Reputation: 865
I'm working with some CSVs in NiFi and my pipeline is producing some duplicates. As a result, I'd like to use the DetectDuplicate
processor, but in order to do this I need to have some attribute that it can compare against to detect duplication. I have an ExtractText processor, and I'd like to use regex to get the value in the SHA1_BASE16
column.
I tried the following regex string (suggested by a friend, I don't totally understand it) on the CSV below but highlighted the incorrect fields and some extraneous stuff. How can I get it to capture only the SHA1_BASE16
value?
RegEx
^[^,]*,[^,]*,[^,]*,[^,]*,[^,]*,([^,]*),[^,]*,[^,]*,[^,]*,[^,]*,[^,]*,([^,]*),[^,]*,[^,]*,([^,]*)\S*
CSV
"USER_JID","CREATED_AT","UPLOAD_TIME","SHA1_BASE32","SHA1_BASE16","HASH_SOURCE","MESSAGE_TYPE","IPV4"

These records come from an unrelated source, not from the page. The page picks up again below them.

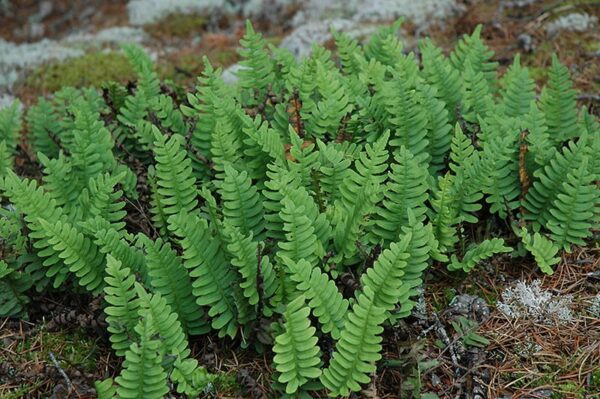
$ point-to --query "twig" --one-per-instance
(61, 371)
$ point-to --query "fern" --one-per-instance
(573, 213)
(477, 254)
(327, 303)
(558, 103)
(10, 125)
(169, 278)
(123, 304)
(142, 375)
(212, 279)
(176, 184)
(296, 351)
(242, 205)
(358, 348)
(406, 191)
(543, 250)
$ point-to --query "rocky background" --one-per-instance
(502, 332)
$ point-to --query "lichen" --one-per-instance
(531, 302)
(142, 12)
(91, 69)
(579, 22)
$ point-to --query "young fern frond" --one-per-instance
(44, 128)
(405, 191)
(543, 250)
(242, 204)
(518, 90)
(143, 376)
(257, 73)
(176, 184)
(300, 239)
(470, 49)
(65, 244)
(13, 291)
(358, 348)
(558, 103)
(123, 304)
(574, 211)
(10, 125)
(385, 277)
(478, 253)
(296, 350)
(169, 278)
(325, 300)
(212, 279)
(439, 72)
(244, 256)
(549, 180)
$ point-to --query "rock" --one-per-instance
(229, 75)
(16, 57)
(526, 42)
(470, 306)
(579, 22)
(422, 12)
(143, 12)
(300, 41)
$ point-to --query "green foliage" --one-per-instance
(543, 250)
(478, 253)
(558, 103)
(296, 351)
(252, 205)
(358, 348)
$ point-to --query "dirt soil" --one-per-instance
(63, 348)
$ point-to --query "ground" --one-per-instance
(61, 349)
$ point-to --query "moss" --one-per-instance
(91, 69)
(177, 25)
(226, 385)
(72, 349)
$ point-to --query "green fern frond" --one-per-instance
(169, 278)
(558, 103)
(212, 279)
(385, 277)
(142, 376)
(176, 184)
(65, 244)
(543, 250)
(478, 253)
(358, 348)
(439, 72)
(123, 304)
(325, 300)
(44, 128)
(405, 191)
(518, 90)
(296, 350)
(257, 73)
(242, 204)
(10, 125)
(573, 212)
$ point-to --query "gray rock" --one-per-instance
(470, 306)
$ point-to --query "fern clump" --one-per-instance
(252, 205)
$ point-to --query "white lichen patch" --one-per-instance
(594, 308)
(6, 100)
(578, 22)
(531, 302)
(16, 57)
(300, 41)
(116, 34)
(422, 12)
(143, 12)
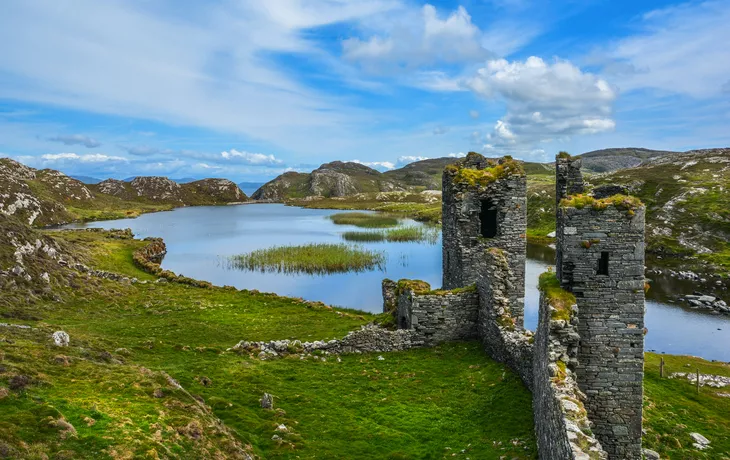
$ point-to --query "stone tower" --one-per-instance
(484, 206)
(568, 181)
(601, 248)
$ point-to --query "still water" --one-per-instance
(200, 240)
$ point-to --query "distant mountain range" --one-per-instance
(338, 179)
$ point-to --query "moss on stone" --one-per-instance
(417, 286)
(560, 299)
(580, 201)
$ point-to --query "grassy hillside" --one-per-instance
(49, 197)
(148, 374)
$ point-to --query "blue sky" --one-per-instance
(248, 89)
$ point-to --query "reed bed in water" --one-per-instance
(364, 220)
(402, 234)
(311, 259)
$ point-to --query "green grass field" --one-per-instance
(111, 384)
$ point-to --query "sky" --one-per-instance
(249, 89)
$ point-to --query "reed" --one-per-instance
(310, 258)
(364, 220)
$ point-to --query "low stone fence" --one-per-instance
(434, 316)
(368, 339)
(562, 427)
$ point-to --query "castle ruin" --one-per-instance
(584, 363)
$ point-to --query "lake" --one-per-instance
(200, 240)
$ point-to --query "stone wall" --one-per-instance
(602, 247)
(469, 187)
(437, 316)
(562, 428)
(568, 181)
(503, 337)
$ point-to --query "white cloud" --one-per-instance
(249, 158)
(209, 67)
(86, 158)
(404, 160)
(76, 139)
(412, 39)
(680, 49)
(544, 102)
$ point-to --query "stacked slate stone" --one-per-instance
(568, 181)
(562, 427)
(436, 316)
(503, 338)
(602, 250)
(484, 206)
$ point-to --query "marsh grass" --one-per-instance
(363, 220)
(310, 258)
(401, 234)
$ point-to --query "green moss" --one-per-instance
(625, 202)
(417, 286)
(481, 177)
(561, 300)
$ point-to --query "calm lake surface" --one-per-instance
(200, 240)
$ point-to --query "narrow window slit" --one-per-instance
(603, 264)
(488, 219)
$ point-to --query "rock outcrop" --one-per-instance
(335, 179)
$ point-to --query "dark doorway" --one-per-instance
(488, 218)
(603, 264)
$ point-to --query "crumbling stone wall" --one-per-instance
(568, 181)
(436, 316)
(504, 339)
(562, 427)
(473, 188)
(602, 247)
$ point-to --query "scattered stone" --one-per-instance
(65, 428)
(62, 360)
(61, 339)
(267, 401)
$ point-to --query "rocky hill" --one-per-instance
(607, 160)
(336, 179)
(687, 199)
(49, 197)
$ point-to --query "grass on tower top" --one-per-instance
(507, 166)
(310, 258)
(363, 219)
(580, 201)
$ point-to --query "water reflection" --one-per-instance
(200, 239)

"dreynolds","1932/04/01 20:23:35 UTC","2016/12/28 20:23:11 UTC","72F20077A79A0D4D90F4C0669FB6EA4BC5953293","FB1D928B83DEBCD2B2E53DF4C8D4C2AF99EB81E0","HOLLYWOOD","TWITTER","123.123.123.123"
Actual Output
Match 1
Full match 0-291 "USER_JID","CREATED_AT","UPLOAD_TIME","SHA1_BASE32","SHA1_BASE16","HASH_SOURCE","MESSAGE_TYPE","IPV4...
Group 1. 66-79 "HASH_SOURCE"
Group 2. 209-251 "FB1D928B83DEBCD2B2E53DF4C8D4C2AF99EB81E0"

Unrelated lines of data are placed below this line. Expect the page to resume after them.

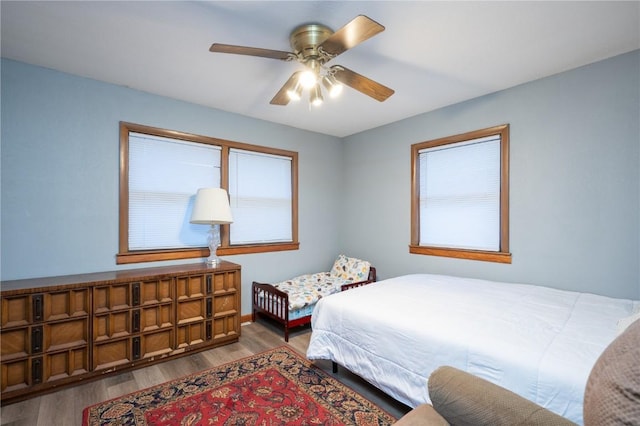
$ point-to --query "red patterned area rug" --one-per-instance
(271, 388)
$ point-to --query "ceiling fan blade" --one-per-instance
(361, 83)
(359, 29)
(282, 98)
(250, 51)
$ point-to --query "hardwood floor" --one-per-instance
(65, 407)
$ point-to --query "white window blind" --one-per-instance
(460, 195)
(164, 176)
(260, 192)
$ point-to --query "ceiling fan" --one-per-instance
(313, 46)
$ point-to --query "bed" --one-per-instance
(291, 302)
(538, 342)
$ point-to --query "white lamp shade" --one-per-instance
(211, 207)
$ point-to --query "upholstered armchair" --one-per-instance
(612, 395)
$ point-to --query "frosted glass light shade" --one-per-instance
(211, 207)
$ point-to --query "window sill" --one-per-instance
(486, 256)
(159, 255)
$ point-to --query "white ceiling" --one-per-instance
(433, 54)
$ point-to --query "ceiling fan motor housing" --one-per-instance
(305, 40)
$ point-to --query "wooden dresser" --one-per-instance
(61, 330)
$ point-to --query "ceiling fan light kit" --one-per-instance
(313, 46)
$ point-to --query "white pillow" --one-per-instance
(625, 322)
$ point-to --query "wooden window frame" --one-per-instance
(502, 255)
(126, 256)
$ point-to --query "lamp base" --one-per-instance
(214, 243)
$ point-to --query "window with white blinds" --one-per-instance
(164, 175)
(460, 196)
(260, 193)
(162, 170)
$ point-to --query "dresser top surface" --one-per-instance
(110, 277)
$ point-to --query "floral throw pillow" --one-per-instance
(350, 268)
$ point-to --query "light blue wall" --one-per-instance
(575, 182)
(575, 179)
(60, 175)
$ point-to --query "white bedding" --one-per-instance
(539, 342)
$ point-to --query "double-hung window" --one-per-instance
(160, 173)
(460, 196)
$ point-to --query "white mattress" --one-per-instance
(539, 342)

Group 3. 274-291 "123.123.123.123"
Expected Output
Match 1
Full match 0-291 "USER_JID","CREATED_AT","UPLOAD_TIME","SHA1_BASE32","SHA1_BASE16","HASH_SOURCE","MESSAGE_TYPE","IPV4...

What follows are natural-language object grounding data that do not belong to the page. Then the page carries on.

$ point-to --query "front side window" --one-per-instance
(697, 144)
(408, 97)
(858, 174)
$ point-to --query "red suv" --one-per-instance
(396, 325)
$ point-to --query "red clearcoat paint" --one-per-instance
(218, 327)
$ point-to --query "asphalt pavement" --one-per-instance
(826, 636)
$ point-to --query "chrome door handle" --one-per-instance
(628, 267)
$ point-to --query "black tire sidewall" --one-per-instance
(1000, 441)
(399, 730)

Group 1. 209-251 "FB1D928B83DEBCD2B2E53DF4C8D4C2AF99EB81E0"
Upvotes: 0
Views: 2037
Reputation: 12083
Alternatively, you can use PartitionRecord to split the records into flow files where each record has the same value for the partition field (in this case SHA1_BASE16
). It will also set an attribute on the flow file for the partition value, which you can then use in DetectDuplicate.
For high cardinality fields (ones that won't have many duplicates), you may see a performance hit since there could be a single row in each outgoing flow file, so for a large number of rows, you'll get a large number of flow files. Having said that, rather than DetectDuplicate downstream you could instead RouteOnAttribute where record.count
> 1. That removes the need for a DistributedMapCache.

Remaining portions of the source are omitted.